Co-administration de vaccins
Les adolescentes ont généralement moins de contacts avec les systèmes de soins de santé que leurs cadettes. Si les vaccins anti-HPV pouvaient être administrés en même temps que d’autres immunisations ou interventions de santé recommandées à l’adolescence, les programmes pourraient atteindre de plus hauts taux de couverture. Au moins trois études ont démontré l’innocuité de la co-administration du vaccin anti-HPV avec d’autres. Dans ces études, les chercheurs ont administré le vaccin anti-HPV en même temps que celui contre l’hépatite (deux études) ou que le DT polio-coqueluche.

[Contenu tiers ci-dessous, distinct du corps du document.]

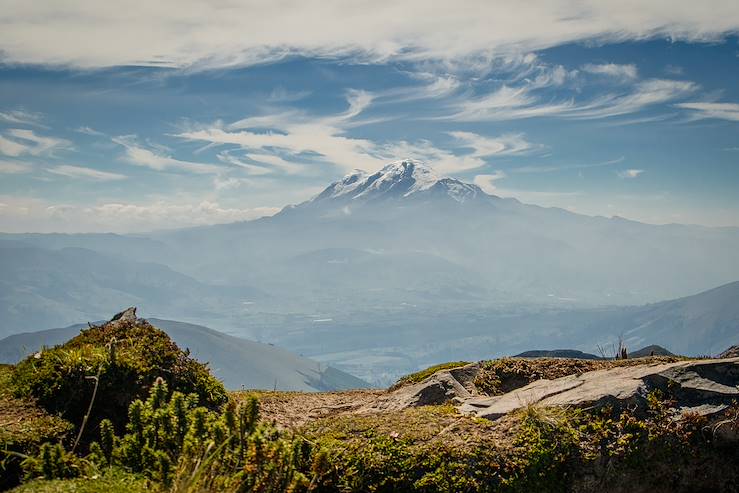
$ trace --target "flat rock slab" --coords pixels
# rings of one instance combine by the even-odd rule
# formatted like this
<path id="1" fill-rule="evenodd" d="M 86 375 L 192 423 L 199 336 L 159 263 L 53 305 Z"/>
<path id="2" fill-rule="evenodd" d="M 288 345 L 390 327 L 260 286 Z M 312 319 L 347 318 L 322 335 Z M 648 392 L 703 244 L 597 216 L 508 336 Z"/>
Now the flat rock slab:
<path id="1" fill-rule="evenodd" d="M 645 409 L 653 390 L 675 398 L 679 408 L 718 412 L 739 398 L 739 358 L 625 366 L 537 380 L 500 396 L 466 398 L 459 410 L 495 420 L 534 404 Z"/>

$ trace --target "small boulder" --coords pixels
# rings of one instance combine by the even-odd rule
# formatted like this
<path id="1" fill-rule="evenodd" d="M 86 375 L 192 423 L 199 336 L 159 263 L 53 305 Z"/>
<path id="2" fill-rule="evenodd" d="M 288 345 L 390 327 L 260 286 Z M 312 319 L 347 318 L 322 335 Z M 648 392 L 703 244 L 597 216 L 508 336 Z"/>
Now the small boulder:
<path id="1" fill-rule="evenodd" d="M 394 411 L 447 402 L 465 402 L 476 395 L 473 381 L 479 370 L 479 363 L 439 370 L 422 382 L 404 385 L 388 392 L 360 411 Z"/>

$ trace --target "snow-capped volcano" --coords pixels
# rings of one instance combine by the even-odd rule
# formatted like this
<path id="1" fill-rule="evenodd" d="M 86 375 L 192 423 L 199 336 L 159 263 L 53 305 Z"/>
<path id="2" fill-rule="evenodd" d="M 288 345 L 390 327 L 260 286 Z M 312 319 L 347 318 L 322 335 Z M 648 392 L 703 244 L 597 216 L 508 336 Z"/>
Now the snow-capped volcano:
<path id="1" fill-rule="evenodd" d="M 329 185 L 313 201 L 374 201 L 426 194 L 445 195 L 460 203 L 486 195 L 476 185 L 454 178 L 439 177 L 424 163 L 403 159 L 392 162 L 373 174 L 356 170 Z"/>

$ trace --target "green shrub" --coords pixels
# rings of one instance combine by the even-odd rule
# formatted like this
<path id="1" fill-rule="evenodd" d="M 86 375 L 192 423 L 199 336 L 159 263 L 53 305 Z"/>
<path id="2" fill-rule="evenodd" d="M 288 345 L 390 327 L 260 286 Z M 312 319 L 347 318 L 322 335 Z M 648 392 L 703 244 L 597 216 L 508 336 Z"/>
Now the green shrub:
<path id="1" fill-rule="evenodd" d="M 131 403 L 126 432 L 100 424 L 89 460 L 140 473 L 172 491 L 283 492 L 309 481 L 311 447 L 259 423 L 256 399 L 230 402 L 222 413 L 198 405 L 195 394 L 158 381 L 146 401 Z"/>
<path id="2" fill-rule="evenodd" d="M 119 320 L 84 330 L 66 344 L 19 363 L 11 381 L 16 396 L 32 397 L 77 426 L 96 390 L 88 430 L 97 428 L 102 419 L 122 430 L 128 406 L 145 397 L 158 377 L 165 378 L 172 390 L 196 394 L 210 409 L 227 400 L 223 385 L 205 365 L 143 320 Z M 88 431 L 84 438 L 89 436 Z"/>
<path id="3" fill-rule="evenodd" d="M 20 482 L 25 456 L 38 455 L 42 444 L 56 443 L 74 429 L 32 400 L 13 397 L 12 373 L 11 366 L 0 365 L 0 491 Z"/>

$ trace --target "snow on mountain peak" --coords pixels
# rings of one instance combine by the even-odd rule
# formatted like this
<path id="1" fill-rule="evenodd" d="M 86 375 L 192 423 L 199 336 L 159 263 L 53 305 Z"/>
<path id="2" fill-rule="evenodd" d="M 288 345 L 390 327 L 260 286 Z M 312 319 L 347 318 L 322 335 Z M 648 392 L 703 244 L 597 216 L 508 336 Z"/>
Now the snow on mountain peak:
<path id="1" fill-rule="evenodd" d="M 373 174 L 355 170 L 340 181 L 332 183 L 316 200 L 399 198 L 431 190 L 444 193 L 457 202 L 464 202 L 483 193 L 476 185 L 439 177 L 421 161 L 403 159 L 394 161 Z"/>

Innocuité de la vaccination anti-HPV
L’innocuité des médicaments, y compris les vaccins, s’évalue de deux manières : au moyen des données des essais cliniques et à l’aide des rapports de pharmacovigilance obtenus du public une fois les médicaments homologués et introduits sur le marché. Les données de vastes essais cliniques randomisés sont généralement très fiables, parce que les rapports d’effets indésirables graves peuvent être examinés et vérifiés et qu’il existe de surcroît un groupe témoin de comparaison. Les effets indésirables graves mais extrêmement rares ne sont cependant pas toujours détectés avant l’administration de centaines de milliers de doses d’un vaccin. Aussi la pharmacovigilance joue-t-elle un rôle important dans le suivi d’innocuité de tous les médicaments, y compris les vaccins anti-HPV. En août 2009, plus de 50 millions de doses de Gardasil avaient été distribuées dans le monde (avec plus de 23 millions aux États-Unis dès décembre 2008 présentant jusque-là un très faible taux d’effets secondaires graves et sans décès confirmé associé à la vaccination. En Australie, en décembre 2009, 6 millions de doses de Gardasil avaient été distribuées, avec peu de rapports d’effets secondaires, en grande majorité légers. De septembre 2008 à septembre 2009, 1,4 million de doses de Cervarix ont été administrées au Royaume-Uni44 et environ 9 millions de doses dans le reste du monde, présentant également un faible taux d’effets secondaires graves et sans indication de décès associés à la vaccination [42, 77].